The benefits of adopting an on-demand approach to applications and computing also extend to the resource allocation issues that almost all SMBs face: 70% of SMBs in the study said that adopting a cloud service meant they could invest money and time savings into areas such as product development and innovation, demand creation and expansion into new markets. Half of the SMBs polled said that they have pursued new opportunities because of the time they saved managing security.

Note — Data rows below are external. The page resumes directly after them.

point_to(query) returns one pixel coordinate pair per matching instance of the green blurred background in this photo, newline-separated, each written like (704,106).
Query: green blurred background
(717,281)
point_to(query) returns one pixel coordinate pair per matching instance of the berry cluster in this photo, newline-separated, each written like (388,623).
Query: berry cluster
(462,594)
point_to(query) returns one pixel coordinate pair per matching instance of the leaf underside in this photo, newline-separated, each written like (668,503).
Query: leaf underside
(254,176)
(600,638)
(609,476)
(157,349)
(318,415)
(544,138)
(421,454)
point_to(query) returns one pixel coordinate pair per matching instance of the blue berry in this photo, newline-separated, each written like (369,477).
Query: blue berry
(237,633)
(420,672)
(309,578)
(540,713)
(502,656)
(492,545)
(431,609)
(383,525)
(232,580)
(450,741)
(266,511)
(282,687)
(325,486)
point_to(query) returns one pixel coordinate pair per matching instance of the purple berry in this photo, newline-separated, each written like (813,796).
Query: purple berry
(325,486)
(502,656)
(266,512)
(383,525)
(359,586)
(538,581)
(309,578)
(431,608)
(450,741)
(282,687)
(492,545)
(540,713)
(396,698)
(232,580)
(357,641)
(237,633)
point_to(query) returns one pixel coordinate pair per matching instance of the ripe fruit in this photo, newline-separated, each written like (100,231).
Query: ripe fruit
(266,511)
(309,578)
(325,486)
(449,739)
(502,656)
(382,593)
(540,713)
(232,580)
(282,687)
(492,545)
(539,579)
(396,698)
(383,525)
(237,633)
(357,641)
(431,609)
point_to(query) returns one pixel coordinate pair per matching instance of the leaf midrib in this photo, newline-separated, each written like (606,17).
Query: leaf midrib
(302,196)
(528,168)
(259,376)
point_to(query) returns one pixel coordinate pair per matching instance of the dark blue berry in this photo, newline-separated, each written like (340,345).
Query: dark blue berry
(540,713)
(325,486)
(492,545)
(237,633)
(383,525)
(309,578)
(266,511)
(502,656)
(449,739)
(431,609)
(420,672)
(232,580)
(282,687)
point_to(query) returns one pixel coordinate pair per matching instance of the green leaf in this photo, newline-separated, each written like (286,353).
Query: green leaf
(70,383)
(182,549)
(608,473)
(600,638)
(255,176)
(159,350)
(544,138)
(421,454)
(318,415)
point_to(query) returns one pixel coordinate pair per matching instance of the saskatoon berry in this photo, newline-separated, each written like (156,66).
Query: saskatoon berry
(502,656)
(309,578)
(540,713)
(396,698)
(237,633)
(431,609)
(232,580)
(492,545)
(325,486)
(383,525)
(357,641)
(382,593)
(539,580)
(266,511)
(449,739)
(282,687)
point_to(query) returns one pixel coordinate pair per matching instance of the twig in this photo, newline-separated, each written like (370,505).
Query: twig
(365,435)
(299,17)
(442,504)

“In the financial services industry, security and compliance are a critical table stake. Microsoft Office 365 gives us peace of mind that these things are being handled, and handled well. So much so that we’ve been able to reposition resources to reinvest in our business,” said Matt McCombs, president and COO at DHCU Community Credit Union, a nonprofit financial cooperative. “Quite simply, the move to the cloud saved us money and freed up time to help us focus on what matters most – serving our members.”
In conjunction with the study, Microsoft has released an updated version of the Cloud Security Readiness Tool (CSRT). Based on the Cloud Security Alliance’s Cloud Controls Matrix, the CSRT is a no-cost tool for assessing the current state of the security of an IT environment, comparing it to what one could expect if a cloud service was used instead. The updated release extends the range of industry standards covered by the tool to include European Network and Information Security Agency Information Assurance Framework (ENISA IAF) and British Standards Institution (BSI).
“Organizations are keen to understand how cloud adoption would compare with their existing on-premises policies, procedures and compliance, and that can be a complex task,” said John Howie, chief operating officer, Cloud Security Alliance. “In the Cloud Security Alliance, industry leaders have collaborated to develop best practice security guidance. Microsoft’s Cloud Security Readiness Tool builds on these efforts as it gives organizations a way to more easily evaluate cloud services against critical areas, as well as against compliance with key industry standards like ENISA IAF and BSI.”